I was going to surprise him, one day soon. Go visit him. Remind him I promised to take care of him, and that I didn’t forget. I was going to get him out of there . . .
But it’s too late now.
Jerry took his own life before he could be rescued.
The news was devastating, and in its wake, the whole world came crashing down. Suddenly, it was all so pointless. Work, money, medicine . . .
For years, there had been regular visits to the Albany mental health clinic that wrote prescriptions and set up the obligatory follow-up appointments. But the doctors there weren’t nearly as engaging as Dr. Brady had been; not nearly as invested in their patients’ treatment. There was a lot of turnover at the clinic; you couldn’t really count on seeing the same shrink from one visit to the next.
For a long time, though, that didn’t matter. Nothing mattered in all those years except that the medicine helped. Now, with Jerry dead, nothing mattered at all.
The big blue capsules went swirling down the toilet in an impulsive flush, and Jamie came back shortly after, whispering, taunting, teasing, wanting to take over again.
Now Jamie is all I have.
She’s inside me again, and she’s becoming me again and I’m becoming her, and that’s okay. That’s how it used to be. That’s how it’s supposed to be.
And this time, I don’t need any medicine and I don’t need Dr. Brady to tell me that none of this is my fault.
No, because there are two other people who are to blame for destroying Jerry: Rocky Manzillo, the homicide detective who got him to confess, and the prosecution’s star witness, Allison Taylor—now Allison MacKenna.
She was supposed to die, too, ten years ago. Remember?
I know, Jamie. I know she was.
We were close, so incredibly close . . .
I know. We almost had her. But somehow, she got away.
At the trial, Allison told the court that she had seen Jerry furtively leaving the Hudson Street apartment building the night Kristina Haines died.
There should have been video evidence, too, from the building’s hallway surveillance cameras. But the footage for that particular time frame was mysteriously missing.
The prosecution implied that Jerry obviously took it and destroyed it in an effort to cover his tracks. After all, he had the keys to the office where the videotape was kept.

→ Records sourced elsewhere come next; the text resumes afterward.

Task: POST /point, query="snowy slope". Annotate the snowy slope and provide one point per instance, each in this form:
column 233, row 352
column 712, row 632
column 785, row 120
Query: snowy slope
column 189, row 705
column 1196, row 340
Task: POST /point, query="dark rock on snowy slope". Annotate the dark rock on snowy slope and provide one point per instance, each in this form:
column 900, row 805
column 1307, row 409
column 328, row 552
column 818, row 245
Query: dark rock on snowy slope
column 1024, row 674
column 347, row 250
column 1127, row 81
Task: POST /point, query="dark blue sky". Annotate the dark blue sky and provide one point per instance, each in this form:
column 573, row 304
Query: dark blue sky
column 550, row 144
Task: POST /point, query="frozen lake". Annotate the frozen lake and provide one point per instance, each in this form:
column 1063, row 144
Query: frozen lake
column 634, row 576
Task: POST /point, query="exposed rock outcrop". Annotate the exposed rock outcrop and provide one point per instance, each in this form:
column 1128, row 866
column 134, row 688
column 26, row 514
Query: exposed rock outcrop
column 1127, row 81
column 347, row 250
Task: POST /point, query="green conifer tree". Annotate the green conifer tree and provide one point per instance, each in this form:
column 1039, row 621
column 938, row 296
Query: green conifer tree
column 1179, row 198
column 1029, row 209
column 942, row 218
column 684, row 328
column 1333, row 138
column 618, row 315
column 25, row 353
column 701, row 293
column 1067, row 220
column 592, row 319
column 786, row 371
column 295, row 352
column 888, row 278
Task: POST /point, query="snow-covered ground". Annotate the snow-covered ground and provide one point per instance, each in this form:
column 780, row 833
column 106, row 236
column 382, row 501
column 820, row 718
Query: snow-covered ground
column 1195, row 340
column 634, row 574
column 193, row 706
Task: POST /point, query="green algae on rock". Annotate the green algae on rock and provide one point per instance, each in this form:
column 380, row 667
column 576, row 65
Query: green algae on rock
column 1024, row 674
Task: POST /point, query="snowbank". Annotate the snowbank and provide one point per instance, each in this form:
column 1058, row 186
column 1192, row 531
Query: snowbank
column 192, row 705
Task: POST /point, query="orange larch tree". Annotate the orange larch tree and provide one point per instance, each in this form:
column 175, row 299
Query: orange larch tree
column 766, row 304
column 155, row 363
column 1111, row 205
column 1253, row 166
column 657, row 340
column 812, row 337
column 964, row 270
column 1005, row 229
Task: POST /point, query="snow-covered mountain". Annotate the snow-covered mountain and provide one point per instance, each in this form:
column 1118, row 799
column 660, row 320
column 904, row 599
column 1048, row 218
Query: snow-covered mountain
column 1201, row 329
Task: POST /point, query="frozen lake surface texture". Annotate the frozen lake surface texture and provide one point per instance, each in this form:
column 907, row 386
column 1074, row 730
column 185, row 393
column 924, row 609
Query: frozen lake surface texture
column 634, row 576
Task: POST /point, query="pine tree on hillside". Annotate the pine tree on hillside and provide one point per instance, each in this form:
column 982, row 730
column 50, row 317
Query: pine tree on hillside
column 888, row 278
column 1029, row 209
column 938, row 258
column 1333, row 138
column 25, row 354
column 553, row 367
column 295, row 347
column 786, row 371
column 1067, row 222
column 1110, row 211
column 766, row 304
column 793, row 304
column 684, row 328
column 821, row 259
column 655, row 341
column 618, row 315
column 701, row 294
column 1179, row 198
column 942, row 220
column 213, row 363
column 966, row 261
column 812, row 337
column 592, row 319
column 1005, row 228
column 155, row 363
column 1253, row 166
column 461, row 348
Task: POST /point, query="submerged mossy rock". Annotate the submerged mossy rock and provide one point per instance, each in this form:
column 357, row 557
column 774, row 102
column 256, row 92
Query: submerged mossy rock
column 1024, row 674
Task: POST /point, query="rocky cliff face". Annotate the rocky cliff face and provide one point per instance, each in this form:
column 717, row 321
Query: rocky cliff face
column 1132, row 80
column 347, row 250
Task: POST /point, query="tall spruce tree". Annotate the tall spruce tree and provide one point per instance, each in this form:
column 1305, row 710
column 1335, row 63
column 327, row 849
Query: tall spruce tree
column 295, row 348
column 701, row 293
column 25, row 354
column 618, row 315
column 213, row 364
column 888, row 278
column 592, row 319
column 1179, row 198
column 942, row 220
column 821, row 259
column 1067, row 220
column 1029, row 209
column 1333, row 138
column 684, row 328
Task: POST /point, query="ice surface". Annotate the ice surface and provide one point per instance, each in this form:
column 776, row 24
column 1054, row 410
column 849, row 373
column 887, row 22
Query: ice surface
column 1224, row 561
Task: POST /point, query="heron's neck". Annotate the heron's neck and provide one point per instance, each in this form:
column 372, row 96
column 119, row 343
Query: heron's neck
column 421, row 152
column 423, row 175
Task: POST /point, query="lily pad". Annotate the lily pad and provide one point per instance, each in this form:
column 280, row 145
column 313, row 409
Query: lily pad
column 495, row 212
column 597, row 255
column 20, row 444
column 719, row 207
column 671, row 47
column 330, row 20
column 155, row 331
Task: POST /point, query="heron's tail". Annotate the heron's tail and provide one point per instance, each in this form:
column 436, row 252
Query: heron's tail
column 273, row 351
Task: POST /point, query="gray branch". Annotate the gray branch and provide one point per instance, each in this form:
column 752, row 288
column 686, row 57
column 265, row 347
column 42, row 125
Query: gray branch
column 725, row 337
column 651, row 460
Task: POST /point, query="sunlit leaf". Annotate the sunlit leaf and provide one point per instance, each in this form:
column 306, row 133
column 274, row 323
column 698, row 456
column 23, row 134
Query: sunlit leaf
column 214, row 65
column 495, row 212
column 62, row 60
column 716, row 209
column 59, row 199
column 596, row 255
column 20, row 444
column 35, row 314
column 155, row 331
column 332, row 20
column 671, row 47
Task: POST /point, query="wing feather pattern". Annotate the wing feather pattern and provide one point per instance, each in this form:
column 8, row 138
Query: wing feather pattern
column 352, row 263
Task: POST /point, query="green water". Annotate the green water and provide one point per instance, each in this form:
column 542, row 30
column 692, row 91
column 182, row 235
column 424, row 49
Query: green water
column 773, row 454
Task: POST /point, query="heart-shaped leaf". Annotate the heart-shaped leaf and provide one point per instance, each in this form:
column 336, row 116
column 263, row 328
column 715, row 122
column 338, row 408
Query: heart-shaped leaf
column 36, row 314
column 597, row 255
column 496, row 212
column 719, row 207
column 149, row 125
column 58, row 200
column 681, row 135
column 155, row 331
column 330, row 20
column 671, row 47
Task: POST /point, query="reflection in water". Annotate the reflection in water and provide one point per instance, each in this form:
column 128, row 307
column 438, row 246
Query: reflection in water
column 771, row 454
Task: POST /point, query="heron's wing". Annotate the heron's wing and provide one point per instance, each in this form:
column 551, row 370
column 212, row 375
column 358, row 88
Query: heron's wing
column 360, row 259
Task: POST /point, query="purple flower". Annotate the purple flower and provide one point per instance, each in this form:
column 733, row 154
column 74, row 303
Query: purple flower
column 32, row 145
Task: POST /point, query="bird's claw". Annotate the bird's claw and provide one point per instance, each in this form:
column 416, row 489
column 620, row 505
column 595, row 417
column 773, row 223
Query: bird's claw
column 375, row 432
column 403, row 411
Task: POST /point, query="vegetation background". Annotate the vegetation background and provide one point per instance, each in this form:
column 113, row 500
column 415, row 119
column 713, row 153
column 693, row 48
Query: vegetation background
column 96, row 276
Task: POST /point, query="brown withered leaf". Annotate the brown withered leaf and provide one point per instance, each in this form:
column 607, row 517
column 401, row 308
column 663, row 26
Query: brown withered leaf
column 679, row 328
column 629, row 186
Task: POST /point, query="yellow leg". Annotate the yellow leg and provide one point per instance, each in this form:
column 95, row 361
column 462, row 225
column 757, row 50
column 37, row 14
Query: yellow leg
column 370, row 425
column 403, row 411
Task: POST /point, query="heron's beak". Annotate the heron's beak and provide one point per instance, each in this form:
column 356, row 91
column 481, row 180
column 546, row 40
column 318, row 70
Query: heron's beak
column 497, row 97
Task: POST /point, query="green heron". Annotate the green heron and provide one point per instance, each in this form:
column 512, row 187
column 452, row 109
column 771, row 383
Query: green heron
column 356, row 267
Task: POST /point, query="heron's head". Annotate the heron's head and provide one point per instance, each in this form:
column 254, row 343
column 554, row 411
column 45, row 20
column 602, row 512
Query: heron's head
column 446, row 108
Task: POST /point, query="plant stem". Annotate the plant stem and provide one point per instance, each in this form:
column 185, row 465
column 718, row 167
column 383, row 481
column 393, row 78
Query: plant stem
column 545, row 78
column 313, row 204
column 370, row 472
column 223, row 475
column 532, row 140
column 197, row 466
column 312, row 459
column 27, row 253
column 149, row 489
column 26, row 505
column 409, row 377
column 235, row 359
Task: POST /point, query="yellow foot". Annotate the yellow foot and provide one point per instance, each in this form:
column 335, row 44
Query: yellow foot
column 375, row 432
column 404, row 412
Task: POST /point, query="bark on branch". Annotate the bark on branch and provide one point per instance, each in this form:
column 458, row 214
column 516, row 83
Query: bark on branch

But Jerry wasn’t the only person in the world who had access.
I did, too.
No one, though, not even the defense, wasted much time considering that someone other than Jerry might have stolen the incriminating tape. Jerry had confessed; there was a witness; there were no other viable suspects; he had a clear motive for every one of those murders.
Well, for three of them, anyway.
Kristina Haines and Marianne Apostolos had spurned his advances.
Lenore Thompson, Jerry’s mother, had been cold and abusive.